それもそのはずで、移動っていうのは他者に作用するんじゃなく自分で移動している状態になるという自動性の強い行為だからです。
だから「walk」も「run」も自動詞です。
「go」や「come」が自動詞になるのも同じ理由です。
「go」や「come」も本質は移動を意味している。
行為の主体が「移動している状態になる」という状態変化を意味する自動詞です。
ただ、この移動系の動詞も言い方を変えると重きを置くポイントが変わってくる。
たとえば「いなくなる」という言い方をすると、それはただの移動ではなくなります。
ある場所を起点としてそこからいなくなるという意味です。
つまり主体の状態変化に重きが置かれていない。
起点となるある場所に重きが置かれ、そこを軸にいなくなるという現象が起きます。
本当に消えていなくなるんなら、それは主体の状態変化ですが、この場合そういうことじゃない。
あくまでもある場所を起点にしたときに、移動してその場からいなくなるという意味です。
この場合、起点となる場所があるからこそ「その場からいなくなる」という行為が成立するわけです。
これが「leave」という他動詞です。
「leave」はある場所にいるけどそこから移動していなくなるという、場所に重きを置いた他動詞です。
ただ、本来の「leave」というのは「対象をその場に置いたままにする」という意味です。
その対象を場所にした場合は「場所を置いたままにする」という意味となり、そこから発展して日本語でいうところの「去る」という行為になっているだけです。
We leave Japan tomorrow.
[我々は明日日本からいなくなります]
この文も、感覚的には「日本をその場に置いて去る」って捉えた方が他動詞「leave」の本質に近い気がします。
同じような意味でも、場所ではなく主体の状態変化に重きを置いた言い方として「start」があります。
これは主体が移動せずに止まっている状態から移動した状態へと切り替わるその瞬間に重きを置いた動詞で、移動の開始を意味しています。
あくまでも主体の状態が変化したことを言っているだけなので、場所のことは関係ありません。
なので場所のことに言及する場合は前置詞を伴います。
We start from Japan tomorrow.
[我々は明日日本から出発します]
ただ「start」は移動の開始というだけでなく、もっと広く動き始めるという状態変化を意味しています。
The engine started at last.
[ようやくエンジンが動き始めた]
さらに「start」は、行動を対象にして主体がその行動を始めるという他動詞としての意味もあります。

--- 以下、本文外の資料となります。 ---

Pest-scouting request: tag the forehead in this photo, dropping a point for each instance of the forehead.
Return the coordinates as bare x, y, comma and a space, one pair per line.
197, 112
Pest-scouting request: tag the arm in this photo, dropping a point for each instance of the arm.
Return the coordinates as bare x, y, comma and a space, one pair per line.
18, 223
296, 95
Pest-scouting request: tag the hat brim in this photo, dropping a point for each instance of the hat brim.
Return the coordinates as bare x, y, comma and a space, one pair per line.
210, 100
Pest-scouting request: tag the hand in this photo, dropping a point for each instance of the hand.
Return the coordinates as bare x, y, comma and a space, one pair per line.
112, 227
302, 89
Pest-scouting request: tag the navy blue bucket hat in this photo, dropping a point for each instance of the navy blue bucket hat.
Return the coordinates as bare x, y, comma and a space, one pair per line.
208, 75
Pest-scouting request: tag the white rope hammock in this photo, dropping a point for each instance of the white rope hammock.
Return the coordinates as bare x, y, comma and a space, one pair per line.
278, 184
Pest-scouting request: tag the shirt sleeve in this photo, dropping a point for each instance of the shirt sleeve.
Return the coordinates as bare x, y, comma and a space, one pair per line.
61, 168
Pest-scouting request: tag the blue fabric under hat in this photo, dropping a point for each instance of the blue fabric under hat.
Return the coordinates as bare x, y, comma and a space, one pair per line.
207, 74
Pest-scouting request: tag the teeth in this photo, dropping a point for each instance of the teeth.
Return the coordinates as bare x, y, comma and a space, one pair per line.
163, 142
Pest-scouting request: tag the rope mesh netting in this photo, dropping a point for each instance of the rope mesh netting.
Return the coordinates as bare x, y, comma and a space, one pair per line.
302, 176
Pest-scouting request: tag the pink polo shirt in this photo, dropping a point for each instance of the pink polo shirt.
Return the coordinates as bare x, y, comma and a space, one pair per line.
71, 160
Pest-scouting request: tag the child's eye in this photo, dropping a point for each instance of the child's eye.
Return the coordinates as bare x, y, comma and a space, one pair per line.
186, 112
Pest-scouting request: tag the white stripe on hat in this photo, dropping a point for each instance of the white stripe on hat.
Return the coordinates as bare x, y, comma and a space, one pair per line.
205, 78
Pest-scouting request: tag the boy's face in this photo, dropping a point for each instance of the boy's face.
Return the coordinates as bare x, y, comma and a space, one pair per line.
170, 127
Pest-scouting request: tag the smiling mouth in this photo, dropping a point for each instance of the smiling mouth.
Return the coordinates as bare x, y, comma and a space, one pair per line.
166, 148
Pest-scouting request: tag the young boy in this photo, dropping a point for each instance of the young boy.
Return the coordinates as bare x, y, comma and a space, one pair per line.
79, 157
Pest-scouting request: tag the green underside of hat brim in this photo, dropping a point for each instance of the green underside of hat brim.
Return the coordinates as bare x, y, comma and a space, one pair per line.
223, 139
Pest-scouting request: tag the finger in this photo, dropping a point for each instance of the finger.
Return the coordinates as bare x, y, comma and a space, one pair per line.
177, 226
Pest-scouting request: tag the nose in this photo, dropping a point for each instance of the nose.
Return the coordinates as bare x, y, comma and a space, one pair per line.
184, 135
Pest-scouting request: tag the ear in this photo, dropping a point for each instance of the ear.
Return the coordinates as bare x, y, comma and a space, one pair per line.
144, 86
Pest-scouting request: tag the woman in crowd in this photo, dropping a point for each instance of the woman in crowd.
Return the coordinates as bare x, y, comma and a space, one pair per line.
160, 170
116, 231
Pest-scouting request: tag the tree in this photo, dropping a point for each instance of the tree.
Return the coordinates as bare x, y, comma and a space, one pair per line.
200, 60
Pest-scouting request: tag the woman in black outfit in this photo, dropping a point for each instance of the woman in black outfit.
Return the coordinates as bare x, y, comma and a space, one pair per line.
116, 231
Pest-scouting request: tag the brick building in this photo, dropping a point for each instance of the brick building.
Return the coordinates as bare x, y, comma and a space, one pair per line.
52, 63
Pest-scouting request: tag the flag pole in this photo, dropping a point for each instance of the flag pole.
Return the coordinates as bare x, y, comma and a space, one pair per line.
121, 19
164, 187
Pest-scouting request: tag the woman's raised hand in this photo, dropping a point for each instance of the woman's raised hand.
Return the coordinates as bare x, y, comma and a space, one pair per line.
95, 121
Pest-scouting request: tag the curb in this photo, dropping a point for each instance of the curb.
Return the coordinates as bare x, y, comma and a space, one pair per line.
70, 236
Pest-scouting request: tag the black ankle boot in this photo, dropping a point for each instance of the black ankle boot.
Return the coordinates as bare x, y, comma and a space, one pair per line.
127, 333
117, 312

Then the baby started crying.
[そのとき、赤ちゃんが泣き始めました]
なのでもっと正式に移動の開始という意味での状態変化を言い表す表現として「depart」という動詞もあります。
We depart from Japan tomorrow.
[我々は明日日本を発ちます]
主体の移動の開始という状態変化を表すのが「depart」であるのに対し、移動の終了という状態変化を表す自動詞が「arrive」です。

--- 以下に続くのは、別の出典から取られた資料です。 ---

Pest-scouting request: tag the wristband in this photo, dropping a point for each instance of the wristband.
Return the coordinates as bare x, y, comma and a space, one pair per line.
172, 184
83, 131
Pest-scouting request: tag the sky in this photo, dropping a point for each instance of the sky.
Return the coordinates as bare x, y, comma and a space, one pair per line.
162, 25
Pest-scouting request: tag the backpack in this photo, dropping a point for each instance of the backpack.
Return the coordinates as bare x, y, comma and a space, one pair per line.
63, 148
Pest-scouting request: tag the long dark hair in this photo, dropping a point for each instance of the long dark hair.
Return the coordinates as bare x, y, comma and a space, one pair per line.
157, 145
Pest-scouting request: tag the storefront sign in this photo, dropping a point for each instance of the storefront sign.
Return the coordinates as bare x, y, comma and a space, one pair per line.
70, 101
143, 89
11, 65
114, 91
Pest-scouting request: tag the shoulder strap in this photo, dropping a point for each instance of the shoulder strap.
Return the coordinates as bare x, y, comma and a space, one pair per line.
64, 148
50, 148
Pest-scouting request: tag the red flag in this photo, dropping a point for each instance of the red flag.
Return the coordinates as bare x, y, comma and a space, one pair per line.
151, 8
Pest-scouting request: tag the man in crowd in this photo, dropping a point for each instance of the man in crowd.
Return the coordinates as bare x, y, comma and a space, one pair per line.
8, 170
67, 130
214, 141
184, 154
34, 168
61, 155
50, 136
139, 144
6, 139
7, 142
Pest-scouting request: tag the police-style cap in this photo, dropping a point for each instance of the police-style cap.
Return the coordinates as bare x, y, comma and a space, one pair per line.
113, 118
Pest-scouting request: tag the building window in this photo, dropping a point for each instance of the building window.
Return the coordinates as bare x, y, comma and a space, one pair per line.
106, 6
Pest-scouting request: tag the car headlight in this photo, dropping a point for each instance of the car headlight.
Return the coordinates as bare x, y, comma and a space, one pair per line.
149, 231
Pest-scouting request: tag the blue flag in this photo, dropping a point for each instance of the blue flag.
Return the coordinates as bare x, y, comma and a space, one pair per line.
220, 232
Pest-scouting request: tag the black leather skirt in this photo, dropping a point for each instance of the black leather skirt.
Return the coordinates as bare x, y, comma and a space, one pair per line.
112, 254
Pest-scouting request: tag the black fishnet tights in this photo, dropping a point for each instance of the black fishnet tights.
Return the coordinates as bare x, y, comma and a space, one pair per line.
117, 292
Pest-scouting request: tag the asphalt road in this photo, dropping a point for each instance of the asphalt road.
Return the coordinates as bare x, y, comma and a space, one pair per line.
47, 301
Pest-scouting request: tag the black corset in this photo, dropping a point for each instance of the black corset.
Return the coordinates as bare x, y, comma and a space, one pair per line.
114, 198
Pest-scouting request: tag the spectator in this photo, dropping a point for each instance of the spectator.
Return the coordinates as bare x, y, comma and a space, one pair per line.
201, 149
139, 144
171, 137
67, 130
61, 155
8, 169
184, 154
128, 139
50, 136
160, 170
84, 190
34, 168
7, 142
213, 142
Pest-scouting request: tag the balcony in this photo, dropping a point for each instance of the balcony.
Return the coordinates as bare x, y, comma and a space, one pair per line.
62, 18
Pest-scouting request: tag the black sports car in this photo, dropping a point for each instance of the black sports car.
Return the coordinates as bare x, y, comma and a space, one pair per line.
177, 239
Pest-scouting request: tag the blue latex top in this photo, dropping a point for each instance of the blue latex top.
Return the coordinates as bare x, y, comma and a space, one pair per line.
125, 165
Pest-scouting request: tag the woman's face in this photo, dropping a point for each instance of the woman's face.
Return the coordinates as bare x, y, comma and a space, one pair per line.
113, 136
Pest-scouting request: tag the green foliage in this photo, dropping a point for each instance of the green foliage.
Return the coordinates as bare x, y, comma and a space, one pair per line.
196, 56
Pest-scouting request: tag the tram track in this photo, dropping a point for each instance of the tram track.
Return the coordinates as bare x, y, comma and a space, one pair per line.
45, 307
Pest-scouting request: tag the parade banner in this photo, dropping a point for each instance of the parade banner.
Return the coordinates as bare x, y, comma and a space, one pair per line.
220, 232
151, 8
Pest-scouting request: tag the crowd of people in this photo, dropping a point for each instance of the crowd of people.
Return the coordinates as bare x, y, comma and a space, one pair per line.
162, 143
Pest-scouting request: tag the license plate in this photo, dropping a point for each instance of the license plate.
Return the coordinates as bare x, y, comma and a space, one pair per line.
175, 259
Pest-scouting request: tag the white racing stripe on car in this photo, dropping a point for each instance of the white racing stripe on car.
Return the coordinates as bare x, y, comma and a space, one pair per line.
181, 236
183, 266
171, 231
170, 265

「arrive at(~で移動を終える)」と「depart from(~から移動を始める)」はセットみたいなもんです。
「arrive」の詳しい解説は以下をご覧ください。
ちなみに、変わることのない確定した未来は、この記事の中で度々出てきた例文のように、現在形で表現されることがよくあります。
特に交通機関などの公な組織の予定が絡む場合は、状況的に変更が効かないという意味で現在形が使われます。